Your 1-page proposal must answer these questions: Why have you selected this topic, and what is its significance to cities, suburbs & schools? If selecting a topic that you have previously written about in the seminar, how will you expand it for this assignment? What types of writing and digital elements do you plan to integrate, and how will this combination help you to create a more compelling and persuasive story? (Provide sources & links wherever appropriate.) Worth 2 points.

Exercise 8: Web-essay draft on WordPress (category=essay2012) due before seminar on Wednesday, November 28th. Be prepared to present and receive constructive criticism from the class. Worth 2 points.

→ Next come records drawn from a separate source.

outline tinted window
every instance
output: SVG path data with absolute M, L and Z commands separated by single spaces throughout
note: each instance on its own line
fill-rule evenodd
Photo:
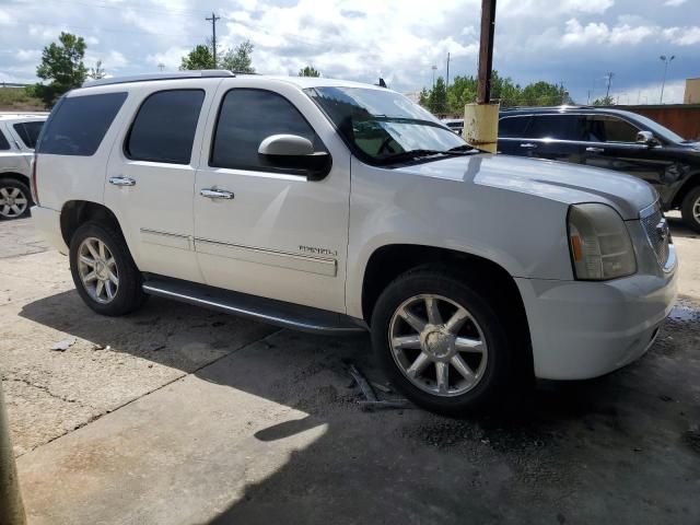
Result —
M 581 140 L 581 133 L 579 117 L 575 115 L 535 115 L 525 138 Z
M 0 150 L 9 150 L 9 149 L 10 149 L 10 142 L 8 142 L 8 139 L 4 138 L 4 133 L 0 131 Z
M 504 117 L 499 120 L 499 137 L 524 137 L 529 117 Z
M 24 142 L 24 145 L 33 149 L 39 138 L 43 126 L 43 121 L 20 122 L 14 125 L 14 130 L 22 139 L 22 142 Z
M 131 126 L 127 156 L 136 161 L 189 164 L 203 100 L 201 90 L 161 91 L 150 95 Z
M 221 103 L 210 165 L 271 171 L 258 156 L 258 147 L 271 135 L 299 135 L 316 151 L 325 150 L 302 114 L 287 98 L 260 90 L 231 90 Z
M 37 152 L 93 155 L 126 98 L 126 93 L 62 97 L 44 125 Z
M 634 142 L 639 129 L 617 117 L 588 116 L 585 121 L 585 140 L 594 142 Z

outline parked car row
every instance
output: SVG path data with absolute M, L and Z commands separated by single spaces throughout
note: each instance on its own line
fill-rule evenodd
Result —
M 34 147 L 47 114 L 0 113 L 0 219 L 30 213 Z
M 373 85 L 93 81 L 54 108 L 33 166 L 33 219 L 95 312 L 151 294 L 370 330 L 392 383 L 441 412 L 630 363 L 676 294 L 649 184 L 485 154 Z
M 462 120 L 443 121 L 458 129 Z M 627 173 L 650 183 L 665 211 L 700 232 L 700 142 L 631 112 L 591 106 L 501 112 L 498 151 Z

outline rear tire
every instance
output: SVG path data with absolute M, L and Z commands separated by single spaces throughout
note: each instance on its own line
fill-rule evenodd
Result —
M 125 315 L 145 299 L 142 277 L 124 236 L 112 226 L 86 222 L 70 242 L 70 271 L 81 299 L 102 315 Z
M 14 178 L 0 179 L 0 219 L 20 219 L 30 214 L 32 192 Z
M 515 377 L 520 345 L 510 343 L 508 316 L 497 312 L 464 279 L 416 269 L 377 300 L 372 343 L 390 382 L 417 405 L 450 416 L 500 410 L 524 382 Z
M 680 213 L 686 225 L 700 233 L 700 186 L 692 188 L 682 199 Z

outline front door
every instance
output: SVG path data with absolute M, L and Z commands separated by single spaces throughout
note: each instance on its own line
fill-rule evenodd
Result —
M 225 80 L 195 184 L 195 249 L 208 284 L 345 312 L 350 154 L 305 94 L 288 83 Z M 332 158 L 320 180 L 258 155 L 273 135 L 307 138 Z

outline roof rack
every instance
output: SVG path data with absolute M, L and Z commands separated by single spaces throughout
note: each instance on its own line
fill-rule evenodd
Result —
M 130 74 L 128 77 L 114 77 L 110 79 L 88 80 L 83 82 L 83 88 L 94 88 L 95 85 L 126 84 L 129 82 L 149 82 L 152 80 L 175 80 L 175 79 L 207 79 L 207 78 L 235 77 L 228 69 L 202 69 L 194 71 L 174 71 L 172 73 L 145 73 Z

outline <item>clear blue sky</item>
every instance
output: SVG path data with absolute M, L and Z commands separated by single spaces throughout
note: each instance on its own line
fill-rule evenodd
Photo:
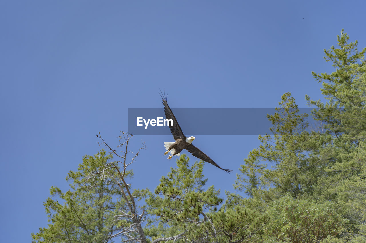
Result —
M 331 72 L 324 49 L 342 28 L 366 46 L 363 1 L 3 1 L 0 4 L 1 241 L 29 242 L 47 225 L 42 202 L 85 154 L 127 130 L 128 108 L 274 107 L 292 92 L 321 97 L 311 71 Z M 248 117 L 250 119 L 250 117 Z M 184 128 L 182 128 L 184 130 Z M 186 134 L 194 135 L 194 134 Z M 134 188 L 153 190 L 174 161 L 172 136 L 147 149 Z M 233 191 L 257 136 L 196 136 L 208 185 Z M 196 159 L 191 157 L 191 161 Z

Web-essay final draft on WordPress (category=essay2012), due by the end of Friday, Nov 30th; instructor will circulate for commentary by guest evaluators and public on Dec 1st. Worth 25 points, based on the following criteria:

  1. Does the web-essay present a compelling argument or story about a significant aspect of cities, suburbs, and schools? Does it inspire the reader to think about the topic in a new way?
  2. Are the claims supported with appropriate evidence and is the reasoning well developed? Is counter-evidence fully considered?
  3. Does it make effective use of web-essay format by integrating narrative text with appropriate digital elements (such as maps, charts, photos, videos, links to online sources, etc.)?
  4. Is the web-essay organized and well written?
  5. Does it include sufficient background for audiences unfamiliar with the topic?
  6. Does it cite all sources in an appropriate format so that readers may easily locate them? (For documents, use Chicago-style footnotes, or MLA/APA in-line citations with a bibliography; for images, provide source credit & link.)

Guest evaluators selected by the instructor will write public comments, but send private scores.